Spring allergy season is officially here, and so are the symptoms of runny nose, watery eyes, sneezing, coughing, and itchy eyes and nose. According to Asthma and Allergy Foundation of America’s latest annual list of worst places for spring allergies, New York made it to the top 20 – at number 13.

While many have traditionally found relief from spring allergies with the help of allergy shots, there’s good news for those who suffer allergies due to certain grass pollens. The Food and Drug Administration (FDA) today announced the approval of a pill called Oralair.

Oralair works against certain grass pollens, but it does need to be taken several months in advance (four months before grass allergy season). So, while this approval doesn’t come in time for this spring or summer allergy season, it’s something to look forward to. For those who suffer from other allergies (not grass), allergy shots are still the way to go for relief.

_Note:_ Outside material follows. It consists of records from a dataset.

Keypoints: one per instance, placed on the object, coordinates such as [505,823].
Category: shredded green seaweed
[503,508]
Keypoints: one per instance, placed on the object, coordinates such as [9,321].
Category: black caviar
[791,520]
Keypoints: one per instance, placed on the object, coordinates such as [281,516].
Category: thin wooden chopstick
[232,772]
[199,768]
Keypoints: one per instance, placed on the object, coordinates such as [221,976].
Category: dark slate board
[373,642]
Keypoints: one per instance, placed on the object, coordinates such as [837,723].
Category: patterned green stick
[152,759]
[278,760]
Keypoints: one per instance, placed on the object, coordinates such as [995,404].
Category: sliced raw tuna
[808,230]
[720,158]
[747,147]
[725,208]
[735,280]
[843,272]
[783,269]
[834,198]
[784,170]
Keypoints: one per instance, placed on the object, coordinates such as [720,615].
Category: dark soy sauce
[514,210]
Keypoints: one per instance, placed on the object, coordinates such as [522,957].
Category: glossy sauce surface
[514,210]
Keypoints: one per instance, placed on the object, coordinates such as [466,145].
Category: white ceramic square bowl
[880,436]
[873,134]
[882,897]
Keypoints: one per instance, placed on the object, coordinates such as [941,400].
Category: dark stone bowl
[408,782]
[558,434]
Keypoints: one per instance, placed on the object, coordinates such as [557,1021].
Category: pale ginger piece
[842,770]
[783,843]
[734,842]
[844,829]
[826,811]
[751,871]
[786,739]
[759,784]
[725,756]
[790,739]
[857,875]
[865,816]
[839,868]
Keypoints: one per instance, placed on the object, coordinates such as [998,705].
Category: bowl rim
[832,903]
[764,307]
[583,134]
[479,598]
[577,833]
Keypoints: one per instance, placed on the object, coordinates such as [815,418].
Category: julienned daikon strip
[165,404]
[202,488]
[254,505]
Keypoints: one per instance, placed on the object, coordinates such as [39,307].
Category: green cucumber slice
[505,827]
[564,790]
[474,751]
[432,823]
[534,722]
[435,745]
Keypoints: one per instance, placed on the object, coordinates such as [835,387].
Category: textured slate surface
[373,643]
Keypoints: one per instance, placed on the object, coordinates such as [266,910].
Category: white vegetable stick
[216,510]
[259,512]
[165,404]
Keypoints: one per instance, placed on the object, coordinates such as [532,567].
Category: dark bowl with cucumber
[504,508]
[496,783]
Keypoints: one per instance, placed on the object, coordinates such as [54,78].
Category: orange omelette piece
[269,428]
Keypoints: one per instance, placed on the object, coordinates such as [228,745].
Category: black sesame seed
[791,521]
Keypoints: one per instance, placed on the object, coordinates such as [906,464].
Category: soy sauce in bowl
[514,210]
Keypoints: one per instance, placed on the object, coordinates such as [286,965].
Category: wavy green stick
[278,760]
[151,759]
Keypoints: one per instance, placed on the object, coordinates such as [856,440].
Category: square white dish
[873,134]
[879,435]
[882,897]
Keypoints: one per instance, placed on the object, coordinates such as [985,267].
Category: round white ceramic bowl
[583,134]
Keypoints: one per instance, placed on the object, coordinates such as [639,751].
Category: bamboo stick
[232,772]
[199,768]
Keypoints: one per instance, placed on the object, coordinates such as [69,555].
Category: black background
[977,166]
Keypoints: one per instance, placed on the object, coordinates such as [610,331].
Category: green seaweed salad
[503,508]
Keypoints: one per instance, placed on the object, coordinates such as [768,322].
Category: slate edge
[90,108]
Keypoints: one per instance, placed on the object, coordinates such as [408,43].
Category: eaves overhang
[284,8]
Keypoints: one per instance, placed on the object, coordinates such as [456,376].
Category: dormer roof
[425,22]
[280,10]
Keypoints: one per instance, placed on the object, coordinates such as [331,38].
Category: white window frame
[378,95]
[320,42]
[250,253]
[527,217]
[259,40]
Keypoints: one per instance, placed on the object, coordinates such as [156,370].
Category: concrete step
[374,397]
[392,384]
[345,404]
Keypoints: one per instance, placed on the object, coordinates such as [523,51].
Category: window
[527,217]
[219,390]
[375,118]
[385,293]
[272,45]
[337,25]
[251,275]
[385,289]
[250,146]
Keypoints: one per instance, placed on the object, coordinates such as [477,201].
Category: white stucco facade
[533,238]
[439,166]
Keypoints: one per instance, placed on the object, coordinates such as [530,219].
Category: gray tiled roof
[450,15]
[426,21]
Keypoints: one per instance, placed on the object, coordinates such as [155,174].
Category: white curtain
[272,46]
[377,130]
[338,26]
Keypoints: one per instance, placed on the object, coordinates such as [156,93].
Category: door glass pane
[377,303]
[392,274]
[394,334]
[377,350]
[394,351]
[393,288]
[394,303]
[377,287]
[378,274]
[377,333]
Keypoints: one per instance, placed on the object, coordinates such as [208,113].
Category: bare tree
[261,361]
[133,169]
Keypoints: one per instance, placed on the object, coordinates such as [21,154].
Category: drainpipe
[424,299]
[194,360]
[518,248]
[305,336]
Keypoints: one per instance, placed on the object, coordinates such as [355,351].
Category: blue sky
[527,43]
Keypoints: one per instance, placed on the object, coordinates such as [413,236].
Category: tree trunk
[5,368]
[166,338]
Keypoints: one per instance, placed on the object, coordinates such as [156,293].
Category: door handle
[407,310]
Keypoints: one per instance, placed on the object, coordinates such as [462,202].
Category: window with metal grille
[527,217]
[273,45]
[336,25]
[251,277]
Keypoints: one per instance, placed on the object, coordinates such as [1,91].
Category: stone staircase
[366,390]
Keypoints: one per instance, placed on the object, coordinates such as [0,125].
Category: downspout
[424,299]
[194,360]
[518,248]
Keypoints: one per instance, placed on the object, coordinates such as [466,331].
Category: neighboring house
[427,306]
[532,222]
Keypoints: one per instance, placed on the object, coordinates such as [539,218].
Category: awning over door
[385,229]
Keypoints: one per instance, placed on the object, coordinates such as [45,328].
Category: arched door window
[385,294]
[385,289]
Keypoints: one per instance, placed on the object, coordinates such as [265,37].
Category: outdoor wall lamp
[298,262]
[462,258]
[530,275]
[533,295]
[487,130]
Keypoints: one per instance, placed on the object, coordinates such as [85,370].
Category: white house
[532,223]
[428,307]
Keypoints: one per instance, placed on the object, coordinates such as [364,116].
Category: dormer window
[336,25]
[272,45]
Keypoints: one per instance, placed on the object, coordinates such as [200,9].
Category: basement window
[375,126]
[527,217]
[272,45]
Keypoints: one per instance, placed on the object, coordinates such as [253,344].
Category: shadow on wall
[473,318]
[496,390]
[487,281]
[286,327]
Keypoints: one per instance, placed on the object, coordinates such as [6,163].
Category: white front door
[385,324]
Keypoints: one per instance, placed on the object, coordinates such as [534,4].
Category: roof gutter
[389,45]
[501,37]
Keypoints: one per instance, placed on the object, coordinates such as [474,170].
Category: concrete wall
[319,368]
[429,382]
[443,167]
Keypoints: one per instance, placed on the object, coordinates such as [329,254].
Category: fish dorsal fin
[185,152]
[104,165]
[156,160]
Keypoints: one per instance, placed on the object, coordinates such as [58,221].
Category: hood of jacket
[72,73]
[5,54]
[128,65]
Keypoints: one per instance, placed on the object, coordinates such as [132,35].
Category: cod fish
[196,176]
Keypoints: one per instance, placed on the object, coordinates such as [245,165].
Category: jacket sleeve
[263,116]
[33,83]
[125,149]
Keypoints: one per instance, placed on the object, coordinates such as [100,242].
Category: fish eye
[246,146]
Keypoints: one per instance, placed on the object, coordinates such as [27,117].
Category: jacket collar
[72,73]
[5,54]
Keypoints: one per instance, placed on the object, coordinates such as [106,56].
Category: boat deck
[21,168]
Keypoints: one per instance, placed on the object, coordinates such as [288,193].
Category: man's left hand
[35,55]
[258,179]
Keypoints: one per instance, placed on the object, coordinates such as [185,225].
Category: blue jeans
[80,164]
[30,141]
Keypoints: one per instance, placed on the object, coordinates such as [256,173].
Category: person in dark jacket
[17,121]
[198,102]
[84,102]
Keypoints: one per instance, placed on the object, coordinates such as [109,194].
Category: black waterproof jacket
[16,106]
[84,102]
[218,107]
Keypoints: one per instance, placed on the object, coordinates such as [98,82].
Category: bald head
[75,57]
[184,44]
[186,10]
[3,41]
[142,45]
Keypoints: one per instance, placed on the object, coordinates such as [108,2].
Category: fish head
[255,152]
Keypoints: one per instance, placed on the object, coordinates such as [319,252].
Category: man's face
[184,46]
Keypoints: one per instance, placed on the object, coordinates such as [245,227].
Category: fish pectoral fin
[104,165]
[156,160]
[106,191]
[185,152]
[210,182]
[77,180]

The initial dose of Oralair is taken under the tongue at the doctor’s office to monitor for any allergic reaction. Thereafter, the pill may be taken at home for the duration of the season – so that means less visits you have to make to the doctor’s office.

Oralair works against five types of grass pollen: Sweet Vernal, Orchard, Perennial Rye, Timothy and Kentucky Blue Grass.

“While there is no cure for grass pollen allergies, they can be managed through treatment and avoiding exposure to the pollen,” said Karen Midthun, M.D., director of the FDA’s Center for Biologics Evaluation and Research in an agency press release.

Over 30 million Americans suffer from allergic rhinitis, often caused by sensitivity to grass pollen, so a new treatment that offers the flexibility of not having to make as many visits to the doctor’s office is welcomed.

There are potential side effects to Oralair, including ear, mouth and tongue itching, swelling of the mouth and throat irritation.